# WinMFS: Can select drive but then indicates "Not a Tivo Drive!"



## Brent94Z (Mar 15, 2008)

Hello! 

I used these forums a few months ago to upgrade my Toshiba TX-20 hard drive to 250 gig but now am having problems again  It looks like my 250 gig hard drive has a problem now as well. Ugh. 

I came home from work and noted my Tivo was in a continuous loop. It would get to the green screen (one indicating a problem was found and it might take 3 hours to fix so turn off your plasma etc) but only stay there for a couple minutes then reboot and start the same process over again. I can't do any of the kickstart commands because these Toshiba units don't accept them for some reason. The hard drive spins up and sounds fine but something is obviously wrong. 

I took the drive out of the Tivo unit and hooked it up to my computer and ran WinMFS. Everything looks good so far as it reports that it is a Series 2 or 3 drive and that it is a Maxtor and is 251 GB. I select the drive and then go to tools and select "Mfsinfo" and it indicates it is "Not a Tivo drive!". When my first hard drive failed I could select this and it would tell me the info about the drive but doesn't work with this drive.
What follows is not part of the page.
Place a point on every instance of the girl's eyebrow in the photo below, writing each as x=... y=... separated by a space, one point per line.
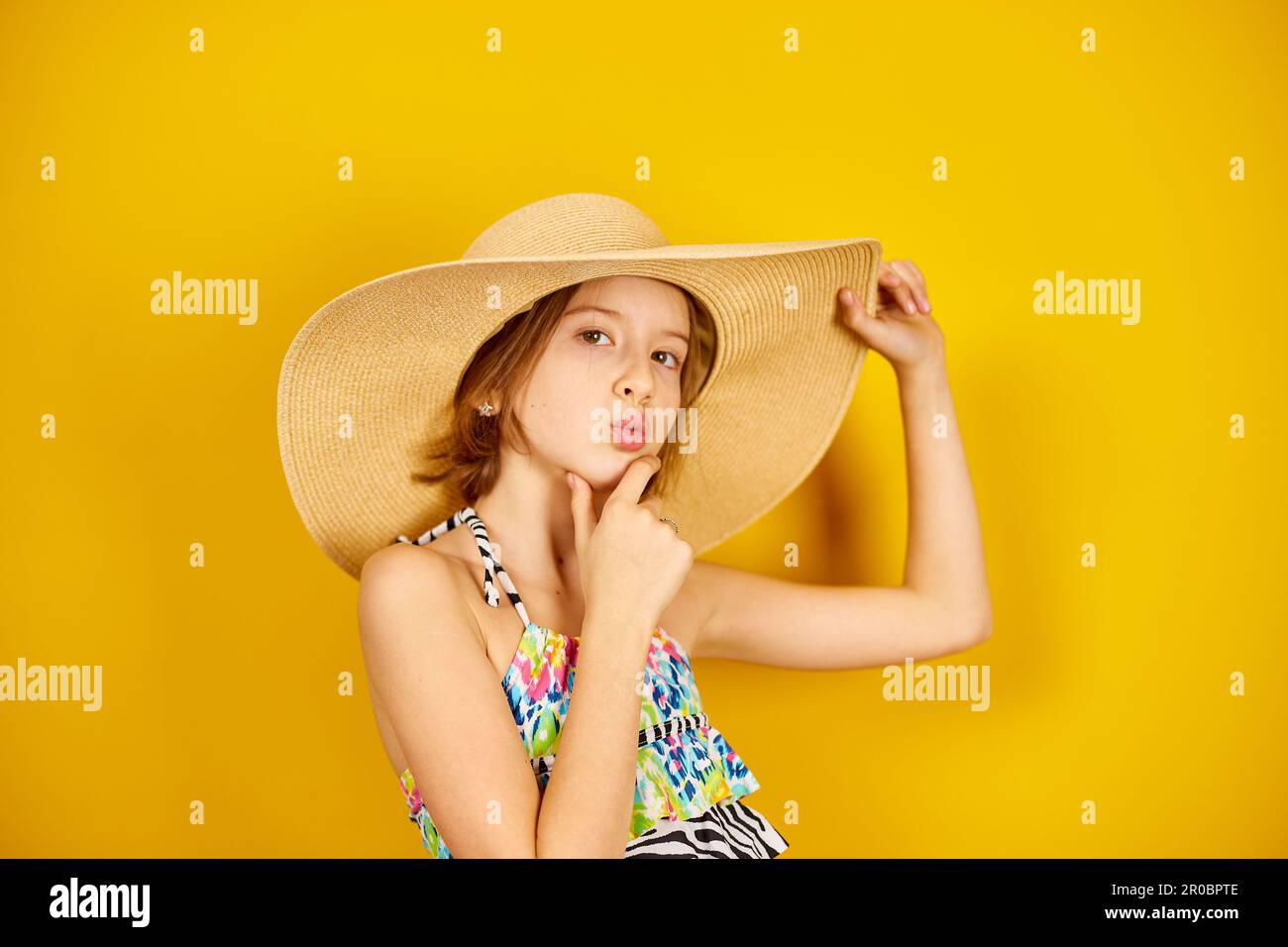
x=622 y=316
I have tried both option 1 and option 2 for Fix bootpage as well as trying fix swap and nothing has worked to solve the problem of it giving me the "Not a Tivo drive!" message. I've tried it back in my Tivo unit and the same results happen with the green screen then the reboot loop. 

Any suggestions? 

I'm not overly familiar with all this and was thinking about trying to mount the drive in Windows XP SP2 and try running check disk or Norton or something on it and then using the Fix bootpage option to change it back to a Tivo drive. No idea if this will work and it might be a stupid idea so asking here first. LOL 

Also, when everything happened 3 months ago I bought an Instant Cake image and still have that BUT I have many saved recordings on my drive that I'd like to salvage if at all possible. 
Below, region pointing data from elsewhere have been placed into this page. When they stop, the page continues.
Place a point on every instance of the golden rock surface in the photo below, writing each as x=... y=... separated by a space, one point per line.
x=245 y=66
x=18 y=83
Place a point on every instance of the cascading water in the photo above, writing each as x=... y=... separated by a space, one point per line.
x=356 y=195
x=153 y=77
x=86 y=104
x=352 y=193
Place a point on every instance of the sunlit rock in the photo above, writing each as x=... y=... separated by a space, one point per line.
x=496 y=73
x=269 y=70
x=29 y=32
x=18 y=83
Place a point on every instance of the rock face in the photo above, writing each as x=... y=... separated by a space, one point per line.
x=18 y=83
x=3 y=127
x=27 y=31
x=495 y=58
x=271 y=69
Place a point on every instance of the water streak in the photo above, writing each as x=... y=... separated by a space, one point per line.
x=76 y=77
Any suggestions on what I should do next would be greatly appreciated. I have burned the iso image of the MFSLive to disk but have not tried any of that (not at all familiar with Linux stuff) and am hoping there is a solution from within Windows that I can try. 
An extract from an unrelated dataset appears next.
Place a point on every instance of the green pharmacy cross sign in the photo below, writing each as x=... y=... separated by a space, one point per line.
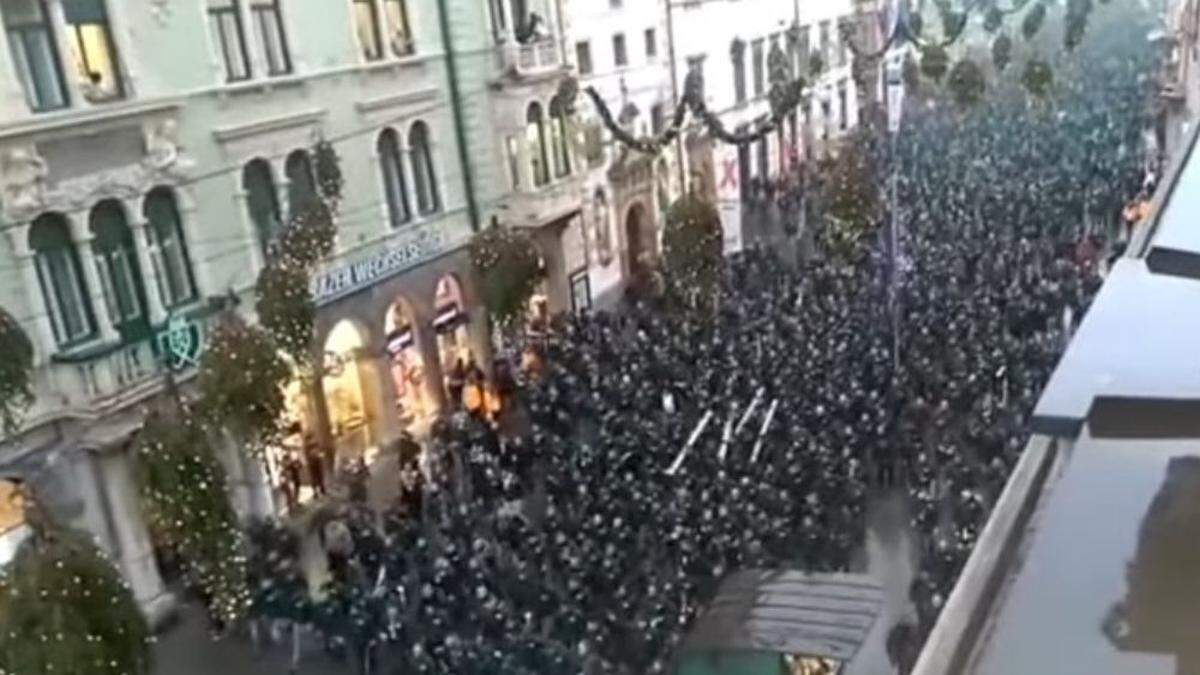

I do have another 250 gig hard drive that I can use in attempt to copy one drive to the other if that might be a good option?

Thanks!!!


----------



## HomeUser (Jan 12, 2003)

GSOD and reboot are the symptoms of the 0 swap partition error there is not enough memory to recover and rebuild the indexes. When you replaced the hard drive did if use mfstools and a swap partition parameter larger then 127 you need to run the program tpip to adjust the swap partition for your series2.



Brent94Z said:


> 'm not overly familiar with all this and was thinking about trying to mount the drive in Windows XP SP2 and try running check disk or Norton or something on it and then using the Fix bootpage option to change it back to a Tivo drive. No idea if this will work and it might be a stupid idea so asking here first. LOL


NO, Windows, Norton know nothing about the TiVo partitions and most likely the results will not be good.


----------



## Brent94Z (Mar 15, 2008)

Thanks for the reply, HomeUser!

I originally tried WinMFS to "fix" my old Tivo hard drive with no luck. I then purchased a InstantCake image, loaded it to my hard drive, and I believe I used WinMFS to allow it to see the larger hard drive (120 to 250 gig). Everything went perfectly and it had been working flawlessly since the install of the 250 gig drive. No freezing, no rebooting, nothing... perfect... until it went into this continuous loop from the green screen. FYI, I also saw this same behavior when the original drive failed... would get to the GSOD but only stay there for a minute or so then reboot and this was an endless loop. I'm not sure if these Toshiba units don't like this (They don't do the kickstart commands so maybe something weird here too?) or what?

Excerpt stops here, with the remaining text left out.